The human brain has long been conceptualized as a mosaic of distinct areas, each responsible for specialized functions that together orchestrate perception, cognition, and behavior. This parcellation—the division of the cerebral cortex into discrete, functionally modular regions—has provided a foundational framework for decades of research in cognitive and systems neuroscience. However, a provocative new perspective challenges the very centrality of these brain areas in understanding the brain’s functional organization.

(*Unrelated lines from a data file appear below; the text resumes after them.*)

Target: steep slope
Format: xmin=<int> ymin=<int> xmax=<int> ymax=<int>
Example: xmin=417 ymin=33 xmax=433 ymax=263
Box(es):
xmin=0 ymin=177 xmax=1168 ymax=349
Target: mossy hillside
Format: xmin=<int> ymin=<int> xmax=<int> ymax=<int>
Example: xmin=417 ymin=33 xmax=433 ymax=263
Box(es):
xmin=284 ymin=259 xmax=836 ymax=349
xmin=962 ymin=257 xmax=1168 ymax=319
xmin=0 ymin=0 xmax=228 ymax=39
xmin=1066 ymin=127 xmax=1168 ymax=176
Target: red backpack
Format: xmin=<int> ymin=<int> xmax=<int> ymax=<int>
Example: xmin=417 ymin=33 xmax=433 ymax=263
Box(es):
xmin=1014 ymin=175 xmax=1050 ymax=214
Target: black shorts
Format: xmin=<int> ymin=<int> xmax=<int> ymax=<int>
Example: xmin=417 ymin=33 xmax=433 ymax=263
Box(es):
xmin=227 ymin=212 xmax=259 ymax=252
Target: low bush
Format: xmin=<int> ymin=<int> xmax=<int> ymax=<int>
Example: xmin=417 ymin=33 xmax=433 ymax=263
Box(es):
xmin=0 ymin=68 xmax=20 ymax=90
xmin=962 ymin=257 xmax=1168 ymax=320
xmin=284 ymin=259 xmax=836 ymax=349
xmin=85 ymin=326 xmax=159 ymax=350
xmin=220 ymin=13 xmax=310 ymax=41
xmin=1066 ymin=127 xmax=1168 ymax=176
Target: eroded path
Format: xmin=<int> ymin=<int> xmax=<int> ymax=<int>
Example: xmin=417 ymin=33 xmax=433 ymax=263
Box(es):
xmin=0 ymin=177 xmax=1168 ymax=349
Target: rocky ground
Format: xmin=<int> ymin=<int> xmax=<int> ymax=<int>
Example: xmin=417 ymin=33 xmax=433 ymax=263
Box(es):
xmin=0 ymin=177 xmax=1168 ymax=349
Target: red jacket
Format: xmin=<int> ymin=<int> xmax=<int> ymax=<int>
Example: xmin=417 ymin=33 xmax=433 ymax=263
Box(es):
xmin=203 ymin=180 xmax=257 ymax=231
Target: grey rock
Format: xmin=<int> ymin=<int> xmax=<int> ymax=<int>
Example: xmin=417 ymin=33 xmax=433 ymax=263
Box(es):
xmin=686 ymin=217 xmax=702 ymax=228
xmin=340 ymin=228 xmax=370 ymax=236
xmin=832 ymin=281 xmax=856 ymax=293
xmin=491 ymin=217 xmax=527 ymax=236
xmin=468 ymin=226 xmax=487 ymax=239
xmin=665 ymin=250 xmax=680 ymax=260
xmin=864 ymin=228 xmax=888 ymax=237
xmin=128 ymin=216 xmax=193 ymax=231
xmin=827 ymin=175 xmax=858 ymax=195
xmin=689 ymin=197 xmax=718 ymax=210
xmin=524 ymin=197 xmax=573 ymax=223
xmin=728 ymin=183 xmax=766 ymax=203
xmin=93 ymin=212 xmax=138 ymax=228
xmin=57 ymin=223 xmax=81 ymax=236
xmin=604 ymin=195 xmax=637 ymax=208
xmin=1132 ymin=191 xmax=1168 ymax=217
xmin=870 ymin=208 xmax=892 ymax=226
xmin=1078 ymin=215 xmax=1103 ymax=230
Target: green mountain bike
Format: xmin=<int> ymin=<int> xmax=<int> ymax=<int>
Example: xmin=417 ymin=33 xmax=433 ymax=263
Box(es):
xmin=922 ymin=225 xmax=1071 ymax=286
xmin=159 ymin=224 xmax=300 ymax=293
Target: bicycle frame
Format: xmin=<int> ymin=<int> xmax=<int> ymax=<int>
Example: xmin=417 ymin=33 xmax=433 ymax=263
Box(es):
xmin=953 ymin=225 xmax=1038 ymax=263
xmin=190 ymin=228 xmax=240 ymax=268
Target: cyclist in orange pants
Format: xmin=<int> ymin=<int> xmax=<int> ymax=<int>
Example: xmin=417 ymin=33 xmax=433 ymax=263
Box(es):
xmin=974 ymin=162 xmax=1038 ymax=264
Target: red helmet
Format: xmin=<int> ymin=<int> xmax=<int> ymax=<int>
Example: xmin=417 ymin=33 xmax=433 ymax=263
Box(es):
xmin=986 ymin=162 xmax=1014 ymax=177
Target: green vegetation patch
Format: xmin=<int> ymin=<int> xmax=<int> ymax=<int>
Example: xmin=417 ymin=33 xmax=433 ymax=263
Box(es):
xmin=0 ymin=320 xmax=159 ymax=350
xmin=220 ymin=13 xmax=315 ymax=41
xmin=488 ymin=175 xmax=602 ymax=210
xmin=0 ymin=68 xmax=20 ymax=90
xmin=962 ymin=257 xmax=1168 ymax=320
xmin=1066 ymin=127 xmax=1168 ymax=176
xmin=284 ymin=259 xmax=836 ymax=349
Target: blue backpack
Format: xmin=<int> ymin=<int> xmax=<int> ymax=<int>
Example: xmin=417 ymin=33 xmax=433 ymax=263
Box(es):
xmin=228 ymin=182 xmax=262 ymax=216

In a groundbreaking publication set to reshape neuroscience, Hayden, Heilbronner, and Yoo argue that brain areas, while important, do not solely dictate brain function and that other organizational principles arguably play equally significant roles.
At the heart of this reevaluation is the observation that traditional determinants of brain function, such as cytoarchitecture—the cellular composition of brain tissues—and connectivity patterns, frequently fail to converge into unified parcellations. Parcellations derived from histological, anatomical, or connectivity data tend to disagree substantially, raising critical questions about whether discrete “brain areas” can, in fact, be the ultimate functional units of the brain. Instead, the authors suggest embracing a more pluralistic view that acknowledges multiple coexisting principles underlying brain organization.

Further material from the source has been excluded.